A CRF-based Part-of-Speech (POS) Tagger for Log Messages.

Usage

Use Default Model

There are three ways to use the default model:

  1. Predict the PoS tags of a list of tokens returning a list of tags.

    from poslog import PosLogTokenizer, PosLogCRF
    
    msg="Tag this sentence."
    
    tokenizer=PosLogTokenizer()
    tokens=tokenizer.tokenize(msg)
    # ['Tag', 'this', 'sentence', '.']
    
    pos_log=PosLogCRF()
    # predict(X:list[str])->list[str]
    pos_log.predict(tokens)
    # ['VERB' 'DET' 'NOUN' 'PUNCT']
    
  2. Predict the PoS tags of a string returning a list of tags.

    # predict_string(X:str)->list[str]
    pos_log.predict_string(msg)
    # ['VERB' 'DET' 'NOUN' 'PUNCT']
    
  3. Predict the PoS tags of a string returning a list of tuples with token and tag.

    # predict_string_as_tuple(X:str)->list[tuple[str,str]]
    pos_log.predict_string_as_tuple(msg)
    # [('Tag', 'VERB'), ('this', 'DET'), ('sentence', 'NOUN'), ('.', 'PUNCT')]
    

Train Your Own Model

Define model name in constructor:

pos_log=PosLogCRF(model_name="abs_path_to_my_model")

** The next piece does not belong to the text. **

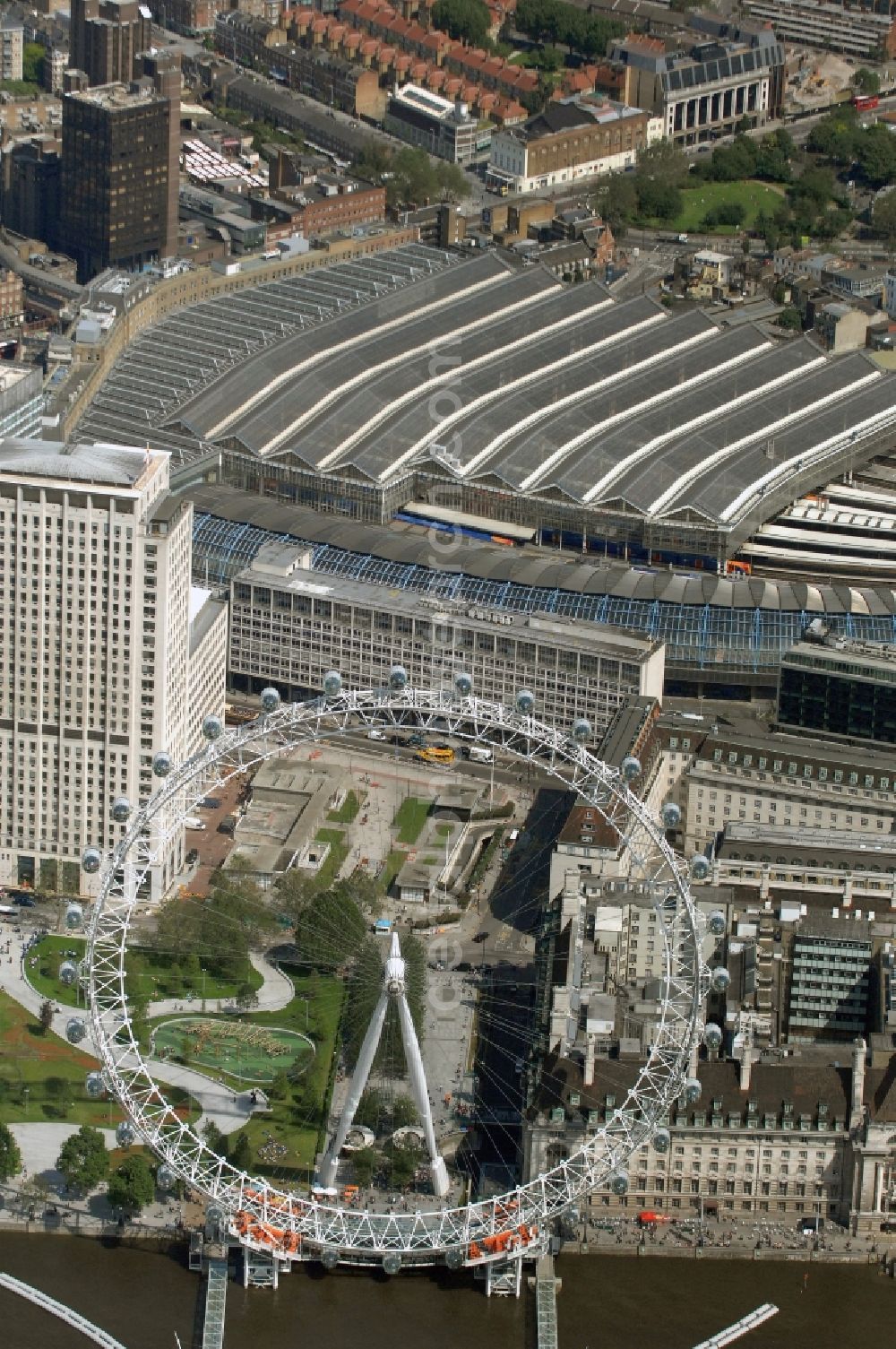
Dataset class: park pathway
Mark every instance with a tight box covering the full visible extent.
[146,951,296,1020]
[0,938,280,1135]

You can give abs_path_to_my_model as absolute path or relative path.
Note: Relative paths models will stored in package directory models/ and will be overwritten if you renew the environment.

PosLog takes training data as tokens and tags separately:

train(X_train_tokens:list[list[str]], y_train_tags:list[list[str]])

Or as token and tag pairs:

train_from_tagged_sents(tagged_sents:list[list[tuple[str,str]]])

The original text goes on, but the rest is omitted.